One of the highlights is the third instalment of Egyptian artist Wael Shawky’s Cabaret Crusades trilogy of films. It is screened in one of the oldest hammams in Istanbul, the 14th-century Küçük Mustafa Pasa, whose warren of Stygian chambers capped by hole-punctured domes filters a sepulchral light. Using a collection of creepy glass marionettes speaking in sonorous tones, Shawky continues his history of the crusades from the Arab perspective, opening with a flashback to the Battle of Karbala which intensified the rift between Sunni and Shia Muslims.

Apart from this, the chief magic of the biennial resides on the island of Büyükada, an hour or so from Istanbul by ferry. During the 19th century, the island was the playground of the city’s elite and is still full of their ornate summerhouses. Cars are banned on the island, which is dominated by horse-drawn carriages high-stepping through its hilly streets at a fearsome pace.

With the expulsion of the Greeks and Armenians from Turkey in the 1920s, many of whom owned the houses, a number of them now lie in ruins. One such is the house in which Leon Trotsky lived when he was exiled from Russia between 1929 and 1933 — only its outside walls are still standing. Here, in a lobster pool he built in the sea at the bottom of the garden, Argentine artist Adrián Villar-Rojas has created giant concrete animals, each bearing others on their backs.

Who knows what the hippo covered in a bearskin is supposed to signify, or the rhino carrying an elk? Beasts of burden perhaps, or animals coming in two by two? Under the turquoise sky and in a shimmering sea, they are simply bodies on a beach under a fierce sun, reminding one of others not far away.

Corey Wilkes plays trumpet as part of a performance on the Bosphorus by Theaster Gates
Corey Wilkes plays trumpet as part of a performance on the Bosphorus by Theaster Gates

One of the most memorable moments of the opening week of the biennial was listening to the soulful wail of a trumpet played by the American jazz composer Corey Wilkes on a boat heading up the Bosphorus towards the Black Sea. The journey was part of a performance by the Chicago-based artist Theaster Gates, who is also exhibiting his Iznik pottery-inspired plates at the biennial.

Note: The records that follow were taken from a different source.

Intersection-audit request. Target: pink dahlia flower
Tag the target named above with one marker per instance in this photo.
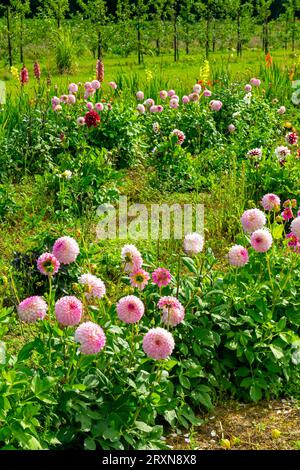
(68, 310)
(270, 202)
(281, 110)
(73, 88)
(207, 93)
(140, 95)
(131, 258)
(174, 103)
(99, 106)
(32, 309)
(193, 243)
(139, 278)
(238, 256)
(253, 219)
(91, 338)
(215, 105)
(130, 309)
(95, 287)
(295, 227)
(173, 316)
(96, 84)
(291, 138)
(149, 102)
(158, 343)
(261, 240)
(66, 250)
(180, 136)
(141, 108)
(161, 277)
(163, 94)
(169, 302)
(256, 153)
(255, 81)
(48, 264)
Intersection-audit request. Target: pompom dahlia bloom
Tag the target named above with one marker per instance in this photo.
(141, 108)
(215, 105)
(261, 240)
(291, 138)
(158, 343)
(193, 243)
(161, 277)
(257, 153)
(253, 219)
(92, 119)
(48, 264)
(68, 310)
(131, 258)
(94, 286)
(32, 309)
(207, 93)
(169, 302)
(139, 278)
(238, 256)
(130, 309)
(91, 338)
(73, 88)
(180, 136)
(270, 202)
(295, 227)
(37, 70)
(140, 95)
(173, 316)
(255, 81)
(66, 250)
(282, 152)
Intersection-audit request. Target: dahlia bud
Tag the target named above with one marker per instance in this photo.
(100, 71)
(24, 76)
(37, 70)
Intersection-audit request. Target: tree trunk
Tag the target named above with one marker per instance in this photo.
(139, 43)
(99, 45)
(9, 36)
(21, 40)
(294, 30)
(175, 40)
(239, 42)
(157, 47)
(207, 38)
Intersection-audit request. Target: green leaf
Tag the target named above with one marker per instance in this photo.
(277, 351)
(143, 426)
(255, 393)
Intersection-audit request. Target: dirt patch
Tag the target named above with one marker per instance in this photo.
(273, 425)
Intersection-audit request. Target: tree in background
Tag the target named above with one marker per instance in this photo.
(264, 13)
(56, 8)
(158, 17)
(241, 12)
(292, 9)
(20, 8)
(96, 12)
(140, 11)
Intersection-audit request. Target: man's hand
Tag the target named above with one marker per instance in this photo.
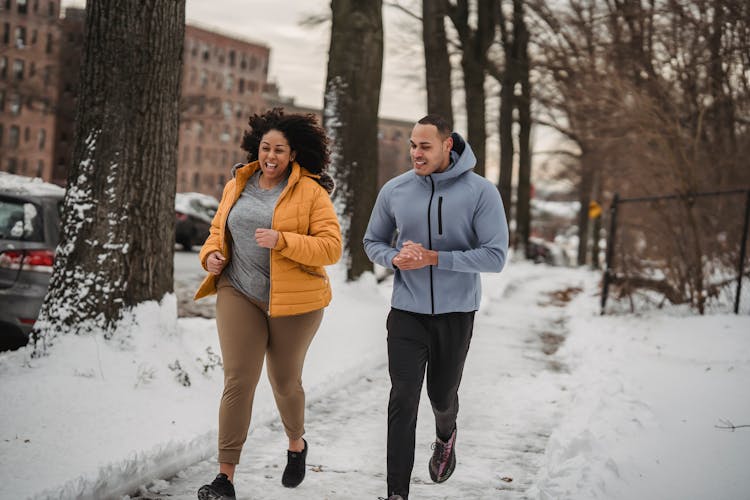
(266, 238)
(414, 256)
(215, 263)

On the boat, Gates recited a poem he had written about a “Silver City”, which concluded: “Who gets to float; who sinks, who swims?” As he spoke, a vast half-built bridge uniting Asia with Europe loomed into view, suspended over the Bosphorus like a gallows.

At a press conference Christov-Bakargiev, who was also on Gates’s boat, had said: “The reason I’m not in politics but in art is because I feel art has the possibility of shaping the souls of people and in a trickle-down effect somehow shaping what will also be the policies of governments.”

Only time will tell whether the pen, pencil or sculpture is truly mighty when it comes to shaping “thought forms”.